LIFE Progressive Services Group works with returning citizens to provide assistance in their transition back into society.
At our Mount Vernon offices, we provide:
- Computers to facilitate career development, job training and job search.
- Wardrobe assistance to support the job search process.

Re-entry Transitional Program
The two main goals of re-entry programs are to support the efforts of the formerly incarcerated individual in finding and maintaining employment and to help those same individuals avoid recidivism. As reported in the U.S. Department of Labor research report, Ready4work, mentoring in conjunction with other services (i.e., employment and case management services), may offer the most promising approach to reintegrating the returning citizen into the community.
Recidivism is often abetted in the short term by irrational thinking and in the long term by the inability of the formerly incarcerated citizen to find work. Since one cannot determine the time it will take to find employment, housing, or attain any of the services that a returning person may need, a mentoring program that encourages resilience in the face of adversity will serve the formerly incarcerated well.

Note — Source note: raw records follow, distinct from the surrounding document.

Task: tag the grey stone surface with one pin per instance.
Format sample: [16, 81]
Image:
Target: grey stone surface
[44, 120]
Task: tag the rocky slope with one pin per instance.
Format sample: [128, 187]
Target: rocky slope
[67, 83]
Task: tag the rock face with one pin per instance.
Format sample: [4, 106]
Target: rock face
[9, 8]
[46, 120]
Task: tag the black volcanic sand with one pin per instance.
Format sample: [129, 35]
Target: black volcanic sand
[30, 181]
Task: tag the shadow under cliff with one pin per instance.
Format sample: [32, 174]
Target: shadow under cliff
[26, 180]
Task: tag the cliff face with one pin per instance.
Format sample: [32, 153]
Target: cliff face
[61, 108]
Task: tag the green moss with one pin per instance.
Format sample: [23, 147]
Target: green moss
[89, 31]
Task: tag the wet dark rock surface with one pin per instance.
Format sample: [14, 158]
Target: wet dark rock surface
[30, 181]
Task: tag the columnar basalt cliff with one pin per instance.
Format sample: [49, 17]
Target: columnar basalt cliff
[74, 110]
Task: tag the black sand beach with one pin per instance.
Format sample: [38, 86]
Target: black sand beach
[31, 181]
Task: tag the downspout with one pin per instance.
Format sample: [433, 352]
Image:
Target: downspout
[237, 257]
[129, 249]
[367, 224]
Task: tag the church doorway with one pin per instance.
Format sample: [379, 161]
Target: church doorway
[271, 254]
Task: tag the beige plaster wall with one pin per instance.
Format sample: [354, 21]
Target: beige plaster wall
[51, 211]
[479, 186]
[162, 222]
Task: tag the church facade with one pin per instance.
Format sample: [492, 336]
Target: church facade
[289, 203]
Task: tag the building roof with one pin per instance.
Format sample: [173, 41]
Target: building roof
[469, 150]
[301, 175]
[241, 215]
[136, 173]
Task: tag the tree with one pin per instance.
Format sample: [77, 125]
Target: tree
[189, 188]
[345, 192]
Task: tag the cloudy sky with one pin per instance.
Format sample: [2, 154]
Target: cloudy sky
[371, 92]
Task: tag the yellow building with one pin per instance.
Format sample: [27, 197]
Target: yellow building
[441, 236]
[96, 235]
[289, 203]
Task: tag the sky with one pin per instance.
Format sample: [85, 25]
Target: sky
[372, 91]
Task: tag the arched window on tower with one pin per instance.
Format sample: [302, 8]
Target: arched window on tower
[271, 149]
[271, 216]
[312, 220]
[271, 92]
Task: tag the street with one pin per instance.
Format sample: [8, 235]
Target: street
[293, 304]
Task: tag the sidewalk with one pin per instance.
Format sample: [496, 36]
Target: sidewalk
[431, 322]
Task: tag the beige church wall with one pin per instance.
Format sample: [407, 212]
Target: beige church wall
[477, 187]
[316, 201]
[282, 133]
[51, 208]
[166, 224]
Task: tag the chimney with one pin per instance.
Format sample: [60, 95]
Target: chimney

LIFE Progressive Service’s mentoring service is based in the philosophy of Rational Emotive Behavior Therapy (REBT), a form of cognitive behavioral therapy. The mentoring services explore attitudes toward work, consequential thinking, responsibility, developing family trust, addiction, and trauma, among other issues as needed. The principles of REBT are being adopted as a philosophy of self-help, based on the methodology of the influential psychotherapist Albert Ellis.
The methodology of REBT has five steps.
- A is an activating event, something happens (you lose a job or you fail a test).
- B is the belief or what you tell yourself about the belief (you ask a friend to borrow money to take your dog to the vet because it is sick. The friend says I don’t have it. The dog dies and you believe it is your friend’s fault).
- C is the consequence of the belief (you are now angry at your friend for something he did not do).
- D is the disputation of the belief (my friend said he did not have the money. When I ask, if he has it to give, he usually gives it to me.
- E is the result of the disputing of your old belief (you no longer believe that it is your friends fault that your dog died and you are not angry at your friend).
REBT can be utilized as a corrective to much of the irrational thought associated with high rates of recidivism and it is useful in the correction of non-productive thought on issues ranging from addictions to lifestyles of mal-adaptation.